Gestern Abend, kurz vorm Einschlafen, schon fast im Dämmerzustand, hatte ich eine tolle Idee für einen Artikel. Ich weiß noch, dass ich den Text schon grob im Kopf skizzierte, mir ein paar kleine Storys zurechtlegte, die ich einpflegen könnte. Und dann dachte ich noch kurz: Sollte ich mir diese Idee nicht aufschreiben?

Aber jetzt noch einmal wacher zu werden, mich umzudrehen, eine Notiz zu machen… Das erschien mir sehr anstrengend und mühsam. Ich entschied mich also dagegen, denn so eine brillante Idee würde ich doch nicht vergessen. Sicher würde ich am nächsten Morgen mit der Idee im Kopf aufwachen und könnte sie dann beim ersten Kaffee schreiben.

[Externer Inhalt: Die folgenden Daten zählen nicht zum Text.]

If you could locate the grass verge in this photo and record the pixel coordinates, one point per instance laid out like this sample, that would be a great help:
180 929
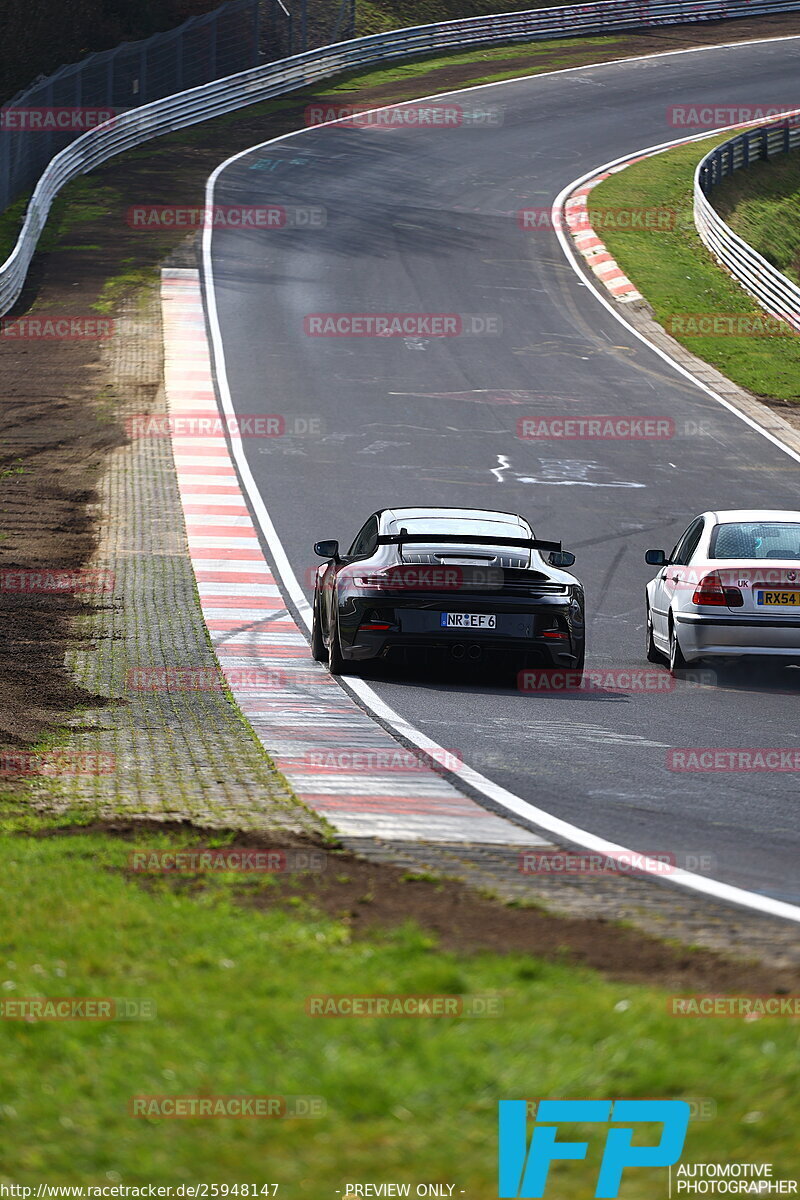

Du kannst dir sicher denken, was passiert ist? Seit einer halben Stunde sitze ich hier und versuche zu rekonstruieren, worüber ich da gestern Nacht nachgedacht habe. Welche unglaubliche Idee mir da gekommen war. Ich weiß noch, wie attraktiv ich es fand, sie zu schreiben und wie attraktiv ich sie auch für meine Leser*innen hielt.

Aber jetzt scheint es mir, als sei die Idee weg. Mein Gehirn fand sie wohl doch nicht so brillant, dass es sie hätte speichern müssen. Tja. Das Gute daran: Vermutlich hat mein Gehirn recht und die Idee war eine Idee von vielen. Es wird nichts passieren, wenn ich sie heute nicht schreibe und die Welt wird nicht untergehen, selbst wenn ich sie nie schreibe.

Die Ideen von heute und ihre Haltbarkeit

Es gibt Menschen, die haben in jedem Raum einen Notizblock und einen Stift herumliegen, damit sie sich ihre großartigen Ideen sofort aufschreiben können. Auf diese Weise gehen die Heureka-Momente nicht verloren, man hat sie konserviert und kann sie durchdenken, die Ideen weiterverfolgen.

Ich habe eine Ideenliste für meinen Blog, denn ich gehe mit meiner Content-Brille durch die Welt und finde grundsätzlich an fast jedem Gedanken, auf dem ich länger herumdenke, etwas Erzählenswertes. Aber diese Ideen-Liste ist lang und viele dieser Themen liegen da schon seit Jahren. Ich habe sie nie geschrieben.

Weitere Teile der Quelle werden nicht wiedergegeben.